Brought into yesterday’s game against the Orioles at Camden Yards with a six-run bulge in the eighth inning, Farnsworth not only walked the first batter and gave up a two-run homer, he crossed up Jorge Posada and then had the audacity to walk off the mound when the catcher went to talk to him about why he threw a fastball that hit Posada in the arm when Posada called for a slider. Things became so heated Alex Rodriguez played peacemaker on the mound.
Asked if he and Posada, who glared at the pitcher immediately after the cross up, were OK following a 10-6 Yankees victory in front of 47,936, Farnsworth added fuel to the problem by saying, “We will see.”
And then the erratic reliever may have done with his mouth what his ineffective pitching hasn’t been able to do: Punch his ticket out of The Bronx by complaining about not being used.
“I don’t like it at all,” said Farnsworth, who appeared in three games in 12 days going into yesterday’s debacle when he forced Joe Torre to use Mariano Rivera in the ninth. “I didn’t come here to sit on the bench.”
Yet, when asked to earn the $5.25 million he makes this year and the $5.5 million he is due next season, Farnsworth has been so bad the Yankees have made upgrading his role in the pen their No. 1 objective before tomorrow’s trade deadline.
As for the Yankees, they found enough Red Bull and coffee to grind their way to a victory that enabled them to gain ground in the AL East and the Wild-Card race.
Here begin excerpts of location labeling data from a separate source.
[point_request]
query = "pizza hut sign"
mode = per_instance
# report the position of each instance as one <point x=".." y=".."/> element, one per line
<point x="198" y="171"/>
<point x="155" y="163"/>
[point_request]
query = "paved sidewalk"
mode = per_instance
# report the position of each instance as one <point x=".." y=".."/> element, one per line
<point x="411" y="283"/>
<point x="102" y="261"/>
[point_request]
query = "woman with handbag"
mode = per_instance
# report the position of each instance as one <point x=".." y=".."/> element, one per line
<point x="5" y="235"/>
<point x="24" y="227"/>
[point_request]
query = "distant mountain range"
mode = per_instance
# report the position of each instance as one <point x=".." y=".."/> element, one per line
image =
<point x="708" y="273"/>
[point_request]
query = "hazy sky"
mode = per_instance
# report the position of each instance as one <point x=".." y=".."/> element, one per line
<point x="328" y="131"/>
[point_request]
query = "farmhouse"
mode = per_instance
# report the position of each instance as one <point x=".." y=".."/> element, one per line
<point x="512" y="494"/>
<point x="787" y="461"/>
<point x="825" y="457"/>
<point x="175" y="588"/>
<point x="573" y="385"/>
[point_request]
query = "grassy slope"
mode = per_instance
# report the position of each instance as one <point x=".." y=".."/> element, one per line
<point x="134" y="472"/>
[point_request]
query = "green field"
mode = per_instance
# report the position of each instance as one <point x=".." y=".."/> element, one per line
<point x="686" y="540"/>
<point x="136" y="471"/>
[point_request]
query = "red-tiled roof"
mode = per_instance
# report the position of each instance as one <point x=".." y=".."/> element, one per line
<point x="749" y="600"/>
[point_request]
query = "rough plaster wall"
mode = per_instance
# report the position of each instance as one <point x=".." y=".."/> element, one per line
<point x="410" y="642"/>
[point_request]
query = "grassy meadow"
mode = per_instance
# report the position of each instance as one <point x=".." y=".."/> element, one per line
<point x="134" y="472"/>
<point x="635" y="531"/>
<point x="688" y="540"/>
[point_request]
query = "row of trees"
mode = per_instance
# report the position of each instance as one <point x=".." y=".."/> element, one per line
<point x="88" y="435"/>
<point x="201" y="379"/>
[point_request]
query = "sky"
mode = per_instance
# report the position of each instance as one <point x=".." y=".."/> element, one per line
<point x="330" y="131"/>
They pulled to within eight games of the first place Red Sox and are four lengths behind the Indians.
“This was a hugely important game to win,” Torre said of his club that was jonesing for today’s off day. “It was an important game for us and we did it against a good pitcher (Daniel Cabrera).”
Chien-Ming Wang, who had problems with umpire Sam Holbrook’s strike zone, grinded through six innings in which he gave up three runs and nine hits. He is 12-5. Designated hitter Hideki Matsui drove in three runs without a hit and Johnny Damon was the closest thing to a star by going 3-for-5, scoring four runs, driving in two and making a sensational running catch in left field that saved two runs in the fourth when the game was far from over.
Counting the suspended game they won Friday night, the Yankees are 14-6 since the All-Star break.
Alex Rodriguez’s entry into the 500 Home Run Fraternity will have to wait until tomorrow night at the earliest. A-Rod stayed on 499 by going 0-for-2 and drawing three walks (one intentional). He is hitless in 11 at-bats since moving to within a homer of becoming the 22nd player in history to swat 500.
The trade deadline is 4 p.m. tomorrow afternoon and while teams expressed an interest in Farnsworth recently, it will be a major miracle if GM Brian Cashman can find a taker after yesterday’s act that goes with a 1-1 record, 4.57 ERA and having allowed 47 hits and 21 walks in 41⅓ innings. The Tigers were interested, but that was before manager Jim Leyland hears about yesterday’s shenanigans.
How far has Farnsworth fallen? The Yankees are on the verge of turning stud prospect Joba Chamberlain from a minor-league starter to late-inning reliever, a role the 21-year-old right-hander has never handled.
And they could be poised to give the Rangers more than they originally planned for Eric Gagne.